But in the present instance, the question was much more serious than the lack of what, to the Hindoo, is merely a luxury. Now the danger lay in the probable failure of all fruits of the earth, and the near approach of an appalling famine.

In addition to the compulsory hunger already being endured by multitudes of Hindoos, the Mohammedans were fulfilling a religious obligation in keeping their rigid fast of Ramazan, and were consequently growing daily leaner and more lean.

At length the fast was over, and the festival of the Buckra Eed followed, when goats are killed and eaten sacramentally in remembrance of the sacrifice of Ishmael on Mount Ararat by his father Abraham, which was duly averted by a Heaven-sent goat.

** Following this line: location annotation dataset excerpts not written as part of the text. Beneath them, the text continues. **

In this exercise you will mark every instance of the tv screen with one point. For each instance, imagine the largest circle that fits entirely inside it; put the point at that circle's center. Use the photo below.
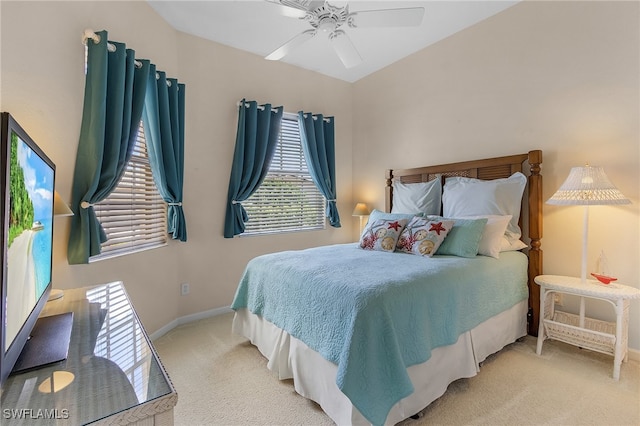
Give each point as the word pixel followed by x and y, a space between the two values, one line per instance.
pixel 27 185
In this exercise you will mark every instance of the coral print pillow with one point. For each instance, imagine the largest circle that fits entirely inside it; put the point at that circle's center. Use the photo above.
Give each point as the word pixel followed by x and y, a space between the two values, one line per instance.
pixel 382 234
pixel 423 236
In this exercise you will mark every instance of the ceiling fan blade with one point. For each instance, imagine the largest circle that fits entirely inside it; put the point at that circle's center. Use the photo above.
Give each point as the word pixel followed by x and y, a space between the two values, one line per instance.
pixel 345 49
pixel 297 8
pixel 407 17
pixel 289 46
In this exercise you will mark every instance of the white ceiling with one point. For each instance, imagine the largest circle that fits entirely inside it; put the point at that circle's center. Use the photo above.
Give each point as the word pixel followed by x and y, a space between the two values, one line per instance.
pixel 259 27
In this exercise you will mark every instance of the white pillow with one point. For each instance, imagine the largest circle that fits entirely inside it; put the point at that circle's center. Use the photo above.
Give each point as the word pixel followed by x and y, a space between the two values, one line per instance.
pixel 422 197
pixel 473 197
pixel 512 245
pixel 493 234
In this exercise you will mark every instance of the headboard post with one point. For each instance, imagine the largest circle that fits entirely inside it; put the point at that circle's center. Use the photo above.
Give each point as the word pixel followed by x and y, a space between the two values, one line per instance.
pixel 535 234
pixel 387 190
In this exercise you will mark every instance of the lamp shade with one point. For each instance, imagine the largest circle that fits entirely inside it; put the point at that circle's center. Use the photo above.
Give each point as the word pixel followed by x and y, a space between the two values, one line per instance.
pixel 587 186
pixel 361 209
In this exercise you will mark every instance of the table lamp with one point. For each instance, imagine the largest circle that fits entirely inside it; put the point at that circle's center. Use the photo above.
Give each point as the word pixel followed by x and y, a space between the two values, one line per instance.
pixel 587 186
pixel 361 210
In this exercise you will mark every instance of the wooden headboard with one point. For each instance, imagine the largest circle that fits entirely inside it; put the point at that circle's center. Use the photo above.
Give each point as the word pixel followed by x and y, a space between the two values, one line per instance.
pixel 496 168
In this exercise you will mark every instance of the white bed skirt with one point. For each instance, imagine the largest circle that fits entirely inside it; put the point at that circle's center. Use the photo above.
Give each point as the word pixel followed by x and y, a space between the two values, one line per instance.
pixel 314 377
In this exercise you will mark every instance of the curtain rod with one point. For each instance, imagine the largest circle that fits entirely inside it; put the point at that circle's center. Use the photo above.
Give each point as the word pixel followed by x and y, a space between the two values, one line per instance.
pixel 90 34
pixel 260 107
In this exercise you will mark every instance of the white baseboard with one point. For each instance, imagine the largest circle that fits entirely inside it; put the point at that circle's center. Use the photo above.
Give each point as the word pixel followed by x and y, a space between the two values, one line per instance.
pixel 187 319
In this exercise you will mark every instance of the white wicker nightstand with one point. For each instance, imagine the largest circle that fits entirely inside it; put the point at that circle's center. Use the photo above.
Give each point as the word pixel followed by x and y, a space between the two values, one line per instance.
pixel 610 338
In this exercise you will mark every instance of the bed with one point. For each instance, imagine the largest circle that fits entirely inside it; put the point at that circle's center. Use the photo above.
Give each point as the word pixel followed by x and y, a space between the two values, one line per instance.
pixel 375 331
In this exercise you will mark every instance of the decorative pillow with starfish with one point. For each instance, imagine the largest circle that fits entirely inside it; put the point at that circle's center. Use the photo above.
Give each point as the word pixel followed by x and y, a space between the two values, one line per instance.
pixel 382 234
pixel 423 236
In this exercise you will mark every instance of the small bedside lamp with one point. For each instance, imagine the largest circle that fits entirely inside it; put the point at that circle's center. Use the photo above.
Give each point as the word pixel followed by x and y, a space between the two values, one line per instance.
pixel 587 186
pixel 361 210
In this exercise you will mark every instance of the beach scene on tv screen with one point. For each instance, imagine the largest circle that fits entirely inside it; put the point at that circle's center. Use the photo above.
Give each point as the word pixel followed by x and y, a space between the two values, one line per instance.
pixel 30 234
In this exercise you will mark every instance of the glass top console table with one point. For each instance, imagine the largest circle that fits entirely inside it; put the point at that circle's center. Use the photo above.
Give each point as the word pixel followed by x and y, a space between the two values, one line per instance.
pixel 112 374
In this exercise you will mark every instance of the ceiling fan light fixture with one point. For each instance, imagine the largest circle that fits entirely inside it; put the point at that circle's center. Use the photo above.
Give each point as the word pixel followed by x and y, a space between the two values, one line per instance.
pixel 327 25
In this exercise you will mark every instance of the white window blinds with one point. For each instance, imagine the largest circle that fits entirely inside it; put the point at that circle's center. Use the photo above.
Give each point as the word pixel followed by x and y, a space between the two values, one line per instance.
pixel 134 215
pixel 287 200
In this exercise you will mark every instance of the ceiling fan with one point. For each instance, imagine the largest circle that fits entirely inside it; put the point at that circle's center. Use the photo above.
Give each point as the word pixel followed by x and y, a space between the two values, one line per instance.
pixel 326 18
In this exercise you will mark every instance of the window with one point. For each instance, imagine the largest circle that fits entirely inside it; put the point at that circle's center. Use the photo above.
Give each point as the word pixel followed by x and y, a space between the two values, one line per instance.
pixel 134 215
pixel 287 200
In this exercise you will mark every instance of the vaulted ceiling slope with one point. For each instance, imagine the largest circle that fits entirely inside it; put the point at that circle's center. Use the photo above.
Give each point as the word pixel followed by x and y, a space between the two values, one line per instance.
pixel 260 27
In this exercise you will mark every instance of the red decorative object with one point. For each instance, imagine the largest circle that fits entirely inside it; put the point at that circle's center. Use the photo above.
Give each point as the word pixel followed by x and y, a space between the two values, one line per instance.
pixel 603 278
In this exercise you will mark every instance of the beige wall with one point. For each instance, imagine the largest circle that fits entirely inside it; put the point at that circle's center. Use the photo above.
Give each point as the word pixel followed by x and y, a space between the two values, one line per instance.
pixel 558 76
pixel 42 82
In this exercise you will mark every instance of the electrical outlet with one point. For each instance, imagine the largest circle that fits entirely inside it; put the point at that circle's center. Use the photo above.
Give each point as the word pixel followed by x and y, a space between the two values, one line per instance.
pixel 184 289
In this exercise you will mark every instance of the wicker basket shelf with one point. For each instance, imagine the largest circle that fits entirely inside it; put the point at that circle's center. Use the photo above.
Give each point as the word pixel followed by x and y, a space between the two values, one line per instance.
pixel 596 335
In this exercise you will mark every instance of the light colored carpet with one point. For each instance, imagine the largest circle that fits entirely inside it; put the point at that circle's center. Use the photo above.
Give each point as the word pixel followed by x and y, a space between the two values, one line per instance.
pixel 222 379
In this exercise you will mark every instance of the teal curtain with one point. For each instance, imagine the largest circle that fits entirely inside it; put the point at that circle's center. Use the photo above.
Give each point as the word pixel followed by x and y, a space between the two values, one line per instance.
pixel 256 140
pixel 115 87
pixel 317 134
pixel 164 126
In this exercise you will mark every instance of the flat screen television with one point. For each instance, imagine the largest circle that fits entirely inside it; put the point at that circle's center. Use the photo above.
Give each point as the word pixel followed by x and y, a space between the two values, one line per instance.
pixel 27 199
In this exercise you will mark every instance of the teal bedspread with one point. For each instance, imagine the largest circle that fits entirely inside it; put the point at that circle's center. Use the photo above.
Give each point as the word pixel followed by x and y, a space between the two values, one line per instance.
pixel 374 314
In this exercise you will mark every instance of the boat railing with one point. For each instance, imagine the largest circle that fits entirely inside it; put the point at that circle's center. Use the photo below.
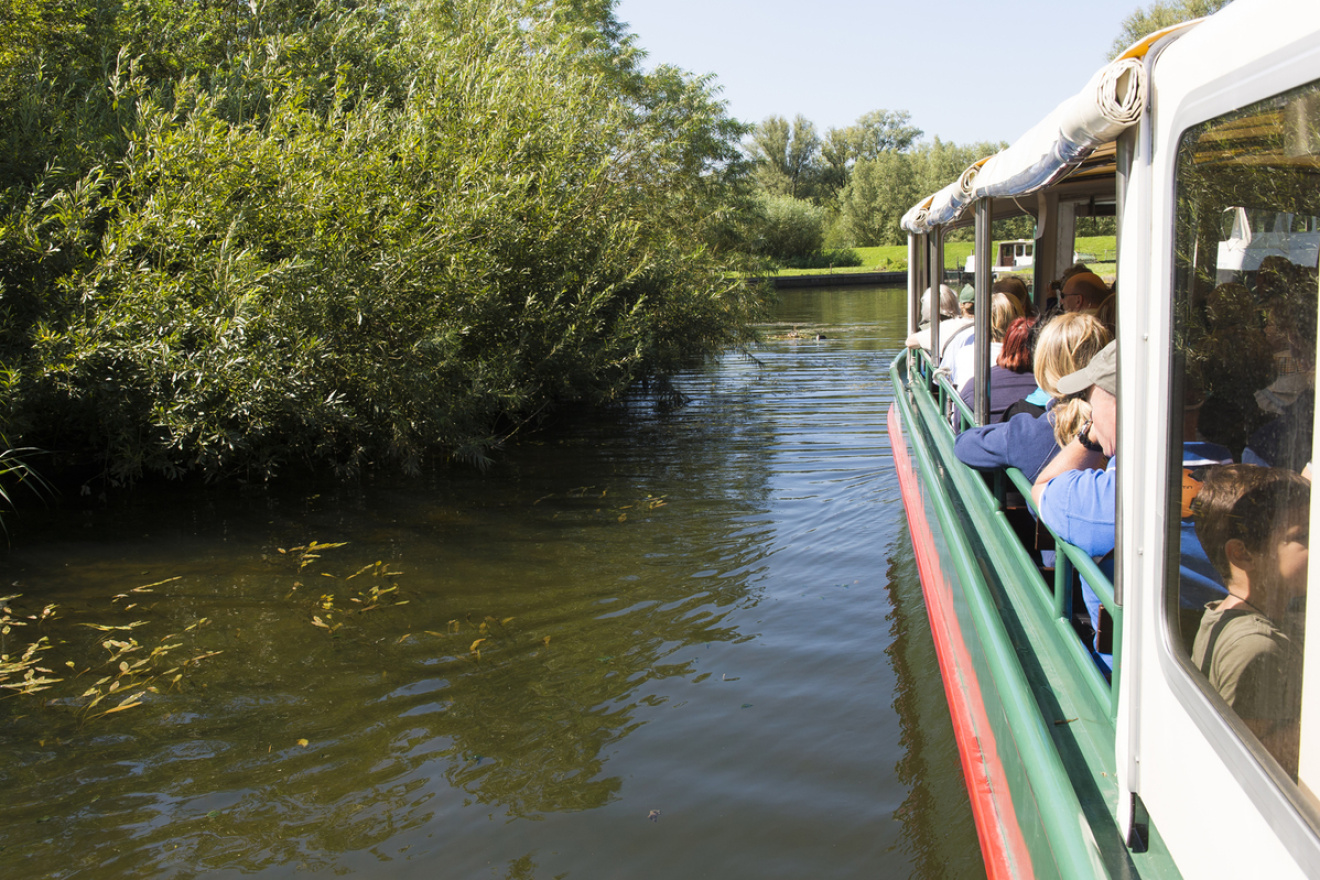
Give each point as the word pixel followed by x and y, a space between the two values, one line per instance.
pixel 1068 558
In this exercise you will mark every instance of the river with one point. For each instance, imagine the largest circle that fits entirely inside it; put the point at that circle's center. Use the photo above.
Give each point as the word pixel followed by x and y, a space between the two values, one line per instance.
pixel 656 641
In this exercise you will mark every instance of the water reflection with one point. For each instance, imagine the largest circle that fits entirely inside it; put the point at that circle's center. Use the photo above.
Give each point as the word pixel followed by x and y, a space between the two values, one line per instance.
pixel 646 629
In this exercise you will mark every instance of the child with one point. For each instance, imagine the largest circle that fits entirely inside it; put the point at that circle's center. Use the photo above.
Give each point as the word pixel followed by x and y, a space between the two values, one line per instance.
pixel 1253 524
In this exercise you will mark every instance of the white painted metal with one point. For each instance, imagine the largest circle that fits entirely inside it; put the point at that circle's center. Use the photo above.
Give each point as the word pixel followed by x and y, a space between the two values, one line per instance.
pixel 1217 806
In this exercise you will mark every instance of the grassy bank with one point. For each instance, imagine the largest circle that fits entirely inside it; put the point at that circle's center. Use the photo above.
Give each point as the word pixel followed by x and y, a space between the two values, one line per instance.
pixel 1096 251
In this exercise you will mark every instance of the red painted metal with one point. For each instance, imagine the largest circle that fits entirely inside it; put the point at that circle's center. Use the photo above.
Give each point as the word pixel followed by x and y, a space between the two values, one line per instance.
pixel 1002 846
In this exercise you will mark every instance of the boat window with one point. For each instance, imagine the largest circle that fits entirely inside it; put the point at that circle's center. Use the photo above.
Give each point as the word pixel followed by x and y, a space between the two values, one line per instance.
pixel 1245 294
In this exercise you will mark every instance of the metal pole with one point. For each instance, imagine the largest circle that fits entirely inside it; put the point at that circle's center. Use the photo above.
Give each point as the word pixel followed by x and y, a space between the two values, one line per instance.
pixel 935 275
pixel 982 243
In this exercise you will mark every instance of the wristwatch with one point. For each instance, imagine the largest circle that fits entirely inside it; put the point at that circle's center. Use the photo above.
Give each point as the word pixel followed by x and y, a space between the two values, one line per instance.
pixel 1085 441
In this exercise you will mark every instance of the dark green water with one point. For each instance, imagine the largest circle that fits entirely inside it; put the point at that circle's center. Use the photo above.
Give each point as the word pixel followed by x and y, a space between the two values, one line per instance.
pixel 702 655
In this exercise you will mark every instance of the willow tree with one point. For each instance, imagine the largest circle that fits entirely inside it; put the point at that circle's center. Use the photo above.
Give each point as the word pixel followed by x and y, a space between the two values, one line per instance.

Then the whole Mohammedan male population arrayed itself in fair linen, with gorgeously embroidered waist-scarfs and turbans and went forth to worship in the mosques (or musjids as they are called in India), and thence came to visit some grand old tombs in the Kooshroo Bagh, where we were sketching: so we surveyed them at our leisure. Bagh means garden, and here four tombs, each the size of a great church, mark the resting-place of the rajah of the glad face, and his wife, brother, and friend. The tombs are stately buildings, crowned with a great dome. They are still shadowed by some very fine old tamarind trees, though the finest specimens of these trees, unequalled for size and beauty, were cut down a very few years ago, by order of some tasteless and senseless magistrate. There were formerly beautiful avenues of these trees all round the towns, but these likewise have disappeared before the insatiable thirst for "improvements," and sorely their want is now felt along those broad dusty roads.

It is unfortunately not very often that the "improvements" take the form of planting with a view to creating shady boulevards, but even in this beneficent act a European is liable to find that he has unintentionally run against some native superstition, as was the case with a magistrate who thought he would confer a great benefit on the town by planting pipal trees (Ficus religiosa) in the market-place. To his astonishment the buniahs (tradesmen) came to tell him frankly that, as these trees are so sacred that no Hindoo dares utter a false word or do an unjust act beneath their shadow, their presence in the market-place would make it quite impossible to carry on business! So these beautifully picturesque trees are generally found apart from the business quarter, near to wells or temples, where their truth-compelling presence is less embarrassing. If no temple is near, a rude stone god placed beneath the sacred tree reminds all men of its sanctity.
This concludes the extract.